Nvidia's new offering is a cloud native extension of the Monai framework. Monai, which stands for Medical Open Network for AI, is the company's open source framework for artificial intelligence in medical imaging.

Monai's primary goal is to make it easier for developers and platform providers to integrate AI into their medical imaging offerings through pre-trained base models and healthcare-specific AI workflows. Over the past few years, vendors have faced some challenges in deploying AI and cloud computing tools - integrating AI in healthcare at scale requires the collaboration of thousands of neural networks, and the industry has shown that it's not quite ready for that.

At the center of the new cloud APIs is Nvidia's VISTA-3D (Vision Imaging Segmentation and Annotation) base model. This model has been trained on a dataset of annotated images from 3D CT scans of more than 4,000 patients with various diseases and body parts. VISTA-3D is designed to accelerate the creation of 3D segmentation masks for medical image analysis, as well as allow developers to refine their AI models based on new data and user feedback.

David Nivolny, director of business development for Nvidia's healthcare business, said in an interview that these new APIs have promising potential to accelerate AI developers' work in imaging. When asked about what kind of AI tools could help Nvidia bring the new APIs to market, he said developers will likely start building models for things like image segmentation before diving into building clinical decision support solutions.

Segmentation involves dividing an image into meaningful regions, which is particularly useful in medical imaging for identifying and delineating structures or abnormalities. Developers can use Nvidia's new APIs to create artificial intelligence models to segment organs, tumors, and other structures in medical images, which can help physicians in diagnosis, treatment planning, and disease monitoring.
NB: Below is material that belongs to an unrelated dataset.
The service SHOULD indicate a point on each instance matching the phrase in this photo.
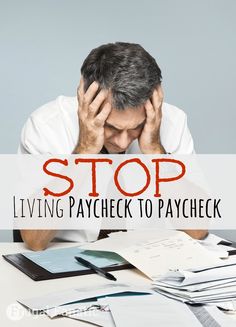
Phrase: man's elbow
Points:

In the future, developers will be able to use the API for the most complex tasks, such as classifying diseases. For example, AI developers can use the API to create classification models to identify specific diseases or conditions in medical images - for example, classifying X-rays to detect pneumonia or mammograms to screen for breast cancer.

Creating efficient and cost-effective AI tools for medical imaging requires a domain-specific development framework, Nivolni noted.

"The bottom line is that these new APIs give the healthcare developer community a very powerful set of tools - powered by the Monai community - to build, deploy and scale these AI applications directly in the cloud. That cloud data piece is really a key foundational element. Everything is in the cloud now, even these AI development tools," he said.

Flywheel, a medical image data processing and artificial intelligence platform, has already started using Nvidia's new cloud APIs. Other companies, including medical image annotation company RedBrick AI and machine learning platform Dataiku, plan to migrate to the new offerings soon.

Nvidia wasn't the only company to announce at RSNA 2023 a new offering designed to accelerate the adoption of generative AI solutions in medical imaging. AI startup Hoppr announced a partnership with AWS to launch Grace, a B2B model to help app developers create better AI solutions for medical imaging.